演算法題——Course Schedule(C++)有向圖求解BFS
題目描述:
There are a total of n courses you have to take, labeled from 0 to n - 1.
Some courses may have prerequisites, for example to take course 0 you have to first take course 1, which is expressed as a pair: [0,1]
Given the total number of courses and a list of prerequisite pairs, is it possible for you to finish all courses?
For example:
“ 2, [[1,0],[0,1]] ”
There are a total of 2 courses to take. To take course 1 you should have finished course 0, and to take course 0 you should also have finished course 1. So it is impossible.
讀題:
將課程順序轉換為有向圖的形式,該有向圖中無環則為true。
知識儲備:
1. pair
對於pair類,由於它只有兩個元素,分別名為first和second,因此直接使用普通的點操作符即可訪問其成員。

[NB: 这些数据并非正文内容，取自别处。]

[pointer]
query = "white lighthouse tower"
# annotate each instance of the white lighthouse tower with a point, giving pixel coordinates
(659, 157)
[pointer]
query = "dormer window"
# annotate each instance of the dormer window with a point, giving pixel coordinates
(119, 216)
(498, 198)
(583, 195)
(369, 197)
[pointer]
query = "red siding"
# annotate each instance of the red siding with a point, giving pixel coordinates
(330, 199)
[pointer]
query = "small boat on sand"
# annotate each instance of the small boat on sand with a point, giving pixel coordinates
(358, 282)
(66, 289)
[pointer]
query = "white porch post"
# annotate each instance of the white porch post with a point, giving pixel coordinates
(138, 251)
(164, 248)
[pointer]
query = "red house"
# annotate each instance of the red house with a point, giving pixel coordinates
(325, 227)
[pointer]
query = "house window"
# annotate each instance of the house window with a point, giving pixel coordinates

pair<string, string> a("apple", "banana");
string name;
name = a.second;//banana
2.vector
基本操作
(1)標頭檔案#include.
(2)建立vector物件,vector vec;
(3)尾部插入數字:vec.push_back(a);
(4)使用下標訪問元素:vec[0] 下標從0開始;
(5)向量大小:vec.size();
3.stack
後入先出(LIFO)
(1)標頭檔案#include.
(2)empty() :堆疊為空則返回真;
(3)pop() :移除棧頂元素
(4)push() :在棧頂增加元素
(5)size() :返回棧中元素數目
(6)top() :返回棧頂元素
解題思路
假設第一個限制條件為[1<–2]
使用BFS遍歷圖:
1.將輸入的限制條件轉換為鄰接表,
vector< vector> seq(numCourses);
seq[prerequisites[i].second].push_back(prerequisites[i].first);
vector pre = seq[i] 的集合為以結點 i 為前置條件的其他結點;
eg:seq[2]=1
2.計算每個結點的入度(有向圖箭頭所指的方向,即有前置條件的情況)
indegree[seq[i][j]]++;
eg: indegree[1] = 1;
3.若一個結點的入度為0,說明在它前面沒有前置條件,因此一定完成。從入度0的結點開始入棧,如果這個結點是其他結點的前置條件, 將後續結點的入度-1,若後續結點-1後等於0,則又進棧。直到棧為空,說明已經將符合要求的結點都完成了。統計符合要求的結點數量,若與課程數量相同,則說明全部都完成了。

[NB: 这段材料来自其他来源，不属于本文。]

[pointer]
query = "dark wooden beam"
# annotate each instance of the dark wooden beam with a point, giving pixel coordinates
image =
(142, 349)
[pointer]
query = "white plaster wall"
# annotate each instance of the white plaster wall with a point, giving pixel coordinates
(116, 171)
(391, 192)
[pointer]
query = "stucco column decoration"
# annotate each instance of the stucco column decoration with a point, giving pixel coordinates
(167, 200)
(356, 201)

for (int i=0; i<seq[cur].size(); i++) {
indegree[seq[cur][i]]--;
if(indegree[seq[cur][i]] == 0)
bStack.push(seq[cur][i]);
}
提交程式碼:
class Solution {
public:
bool canFinish(int numCourses, vector<pair<int, int>>& prerequisites) {
if(numCourses<=1)
return true;
vector<vector<int>> seq(numCourses);
for (int i=0; i<prerequisites.size(); i++) { seq[prerequisites[i].second].push_back(prerequisites[i].first);
}
int indegree[numCourses] = {0};
for (int i=0; i<numCourses; i++) {
for (int j=0; j<seq[i].size(); j++)
indegree[seq[i][j]]++;
}
stack<int> bStack;
for (int i=0; i<numCourses; i++) {
if(indegree[i]==0)
bStack.push(i);
}
int node = 0;
while (!bStack.empty()) {
int cur = bStack.top();
node++;
bStack.pop();
for (int i=0; i<seq[cur].size(); i++) {
indegree[seq[cur][i]]--;
if(indegree[seq[cur][i]] == 0)
bStack.push(seq[cur][i]);
}
}
return node == numCourses;
}
};